Putting Its Worst Face Forward

Every day, a new headline paints a picture of today’s Republican Party. It’s a party the Republicans of my era wouldn’t recognize.

First we had Senate candidate Todd Akin asserting that victims of “legitimate” rape don’t get pregnant. (We have “lady parts” that “shut stuff down”…).

Then we had the GOP Rep. from Tennessee who explained that AIDS can’t be transmitted through heterosexual sex. (Tell that to the folks in Africa…)

This morning, Arizona newspapers announced that infamous Sheriff Joe Arpaio would be speaking at the Republican Convention.

Arpaio, who is under investigation by various law-enforcement agencies including the Department of Justice, is best known for his anti-illegal immigration fervor, which tends to extend to the harassment of perfectly legal citizens who have the misfortune of looking Latino. He is also known for maintaining horrific jail conditions, including the erection of a “tent city” that has been compared to a concentration camp, in which he held people pending trial. (Not convicted felons, just people accused of something.) He has also reintroduced chain gangs, pressured inmates to donate organs….Not to belabor this, but he isn’t exactly a poster boy for enlightened criminal justice policies. Most recently, he has become the face of the “birthers,” insisting that President Obama was born in Kenya.

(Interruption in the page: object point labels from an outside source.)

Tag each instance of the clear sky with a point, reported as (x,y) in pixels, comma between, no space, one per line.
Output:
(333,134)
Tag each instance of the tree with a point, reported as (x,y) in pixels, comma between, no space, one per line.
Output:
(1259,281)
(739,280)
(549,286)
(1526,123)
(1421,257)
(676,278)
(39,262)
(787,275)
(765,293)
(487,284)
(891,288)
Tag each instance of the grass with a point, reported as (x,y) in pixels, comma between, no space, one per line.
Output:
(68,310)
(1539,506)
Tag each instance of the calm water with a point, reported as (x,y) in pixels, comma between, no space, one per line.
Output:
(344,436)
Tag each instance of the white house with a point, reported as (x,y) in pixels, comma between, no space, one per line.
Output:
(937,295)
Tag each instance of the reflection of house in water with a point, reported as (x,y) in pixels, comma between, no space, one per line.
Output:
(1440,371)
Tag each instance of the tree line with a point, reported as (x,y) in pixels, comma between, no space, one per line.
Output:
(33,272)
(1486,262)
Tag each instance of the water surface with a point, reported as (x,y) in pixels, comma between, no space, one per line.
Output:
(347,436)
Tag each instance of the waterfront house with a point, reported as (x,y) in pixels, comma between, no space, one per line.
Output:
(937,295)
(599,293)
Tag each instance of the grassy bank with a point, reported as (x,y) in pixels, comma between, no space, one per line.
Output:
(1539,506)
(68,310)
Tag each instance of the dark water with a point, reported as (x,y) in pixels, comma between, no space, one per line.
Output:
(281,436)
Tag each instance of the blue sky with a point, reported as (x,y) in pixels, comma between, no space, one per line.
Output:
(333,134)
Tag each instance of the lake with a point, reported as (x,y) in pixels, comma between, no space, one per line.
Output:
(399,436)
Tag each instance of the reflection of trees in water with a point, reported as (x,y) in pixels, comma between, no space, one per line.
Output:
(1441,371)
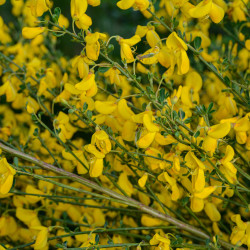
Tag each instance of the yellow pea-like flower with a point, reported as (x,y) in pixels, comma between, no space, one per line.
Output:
(105,107)
(149,124)
(124,111)
(32,190)
(126,52)
(153,38)
(125,184)
(219,131)
(149,221)
(101,140)
(142,181)
(9,90)
(93,150)
(30,33)
(137,4)
(176,163)
(92,45)
(197,200)
(212,212)
(41,238)
(78,8)
(6,176)
(177,48)
(96,167)
(145,139)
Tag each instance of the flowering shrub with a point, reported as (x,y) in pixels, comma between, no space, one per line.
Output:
(148,148)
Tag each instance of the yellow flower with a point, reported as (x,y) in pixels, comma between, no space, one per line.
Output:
(125,184)
(239,235)
(6,176)
(146,138)
(173,185)
(101,140)
(96,163)
(78,9)
(126,52)
(142,181)
(207,8)
(66,129)
(162,242)
(227,167)
(240,126)
(92,45)
(41,238)
(114,76)
(82,64)
(27,216)
(137,4)
(9,90)
(30,33)
(105,107)
(213,134)
(197,200)
(212,212)
(177,49)
(124,111)
(94,3)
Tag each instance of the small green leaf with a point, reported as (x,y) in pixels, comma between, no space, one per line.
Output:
(197,42)
(56,15)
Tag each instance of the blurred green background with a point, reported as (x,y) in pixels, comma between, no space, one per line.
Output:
(106,18)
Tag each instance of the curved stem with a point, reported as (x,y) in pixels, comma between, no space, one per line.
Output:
(128,200)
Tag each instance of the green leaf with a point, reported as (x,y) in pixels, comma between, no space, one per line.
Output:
(197,42)
(56,15)
(110,48)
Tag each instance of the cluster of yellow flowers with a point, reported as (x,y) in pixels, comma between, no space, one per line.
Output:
(147,150)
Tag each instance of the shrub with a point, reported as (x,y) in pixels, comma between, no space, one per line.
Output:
(145,147)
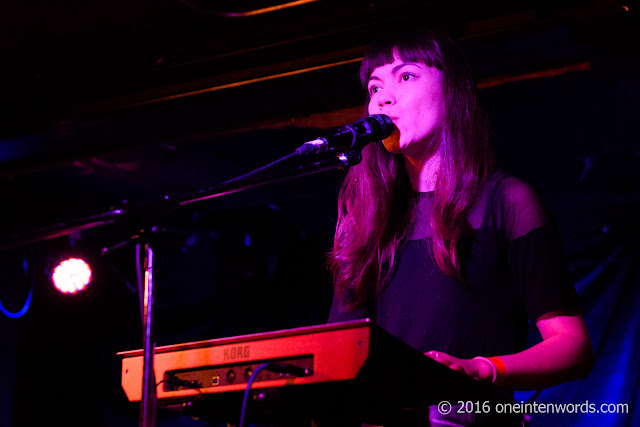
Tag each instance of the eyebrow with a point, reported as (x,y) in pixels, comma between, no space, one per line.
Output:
(394,70)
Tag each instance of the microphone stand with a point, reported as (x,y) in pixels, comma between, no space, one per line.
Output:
(245,182)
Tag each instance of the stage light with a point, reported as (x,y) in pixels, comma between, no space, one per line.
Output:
(71,275)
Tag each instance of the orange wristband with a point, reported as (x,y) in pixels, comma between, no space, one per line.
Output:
(502,369)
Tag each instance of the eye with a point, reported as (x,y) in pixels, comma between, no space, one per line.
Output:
(407,76)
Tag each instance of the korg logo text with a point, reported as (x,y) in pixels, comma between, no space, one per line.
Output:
(237,352)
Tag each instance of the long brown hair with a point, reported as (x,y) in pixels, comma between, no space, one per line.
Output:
(375,214)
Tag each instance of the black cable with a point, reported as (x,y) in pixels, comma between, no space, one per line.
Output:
(279,368)
(247,390)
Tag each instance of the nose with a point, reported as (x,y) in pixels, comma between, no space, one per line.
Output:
(385,98)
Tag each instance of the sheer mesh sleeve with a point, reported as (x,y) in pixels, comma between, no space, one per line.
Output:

Arpaio’s racism and brutality aren’t exactly a secret. And while he is popular with others of his ilk, his approval rating in Arizona is around 37%–higher than we might wish, but hardly at a level to explain the decision to give him a role at the Republican Convention.

Republican officeholders have tried to distance themselves from Akin, but they undermined that effort with a platform plank confirming their agreement with his position. (That plank: adamant opposition to abortion, with no exception for rape or incest.) I haven’t heard of any efforts to push back against homophobia, or the profound ignorance most recently expressed by the Representative from Tennessee. And now, they extend an invitation to speak at the Convention to a man who is utterly loathed (and with good reason) by every Latino who has ever heard of him.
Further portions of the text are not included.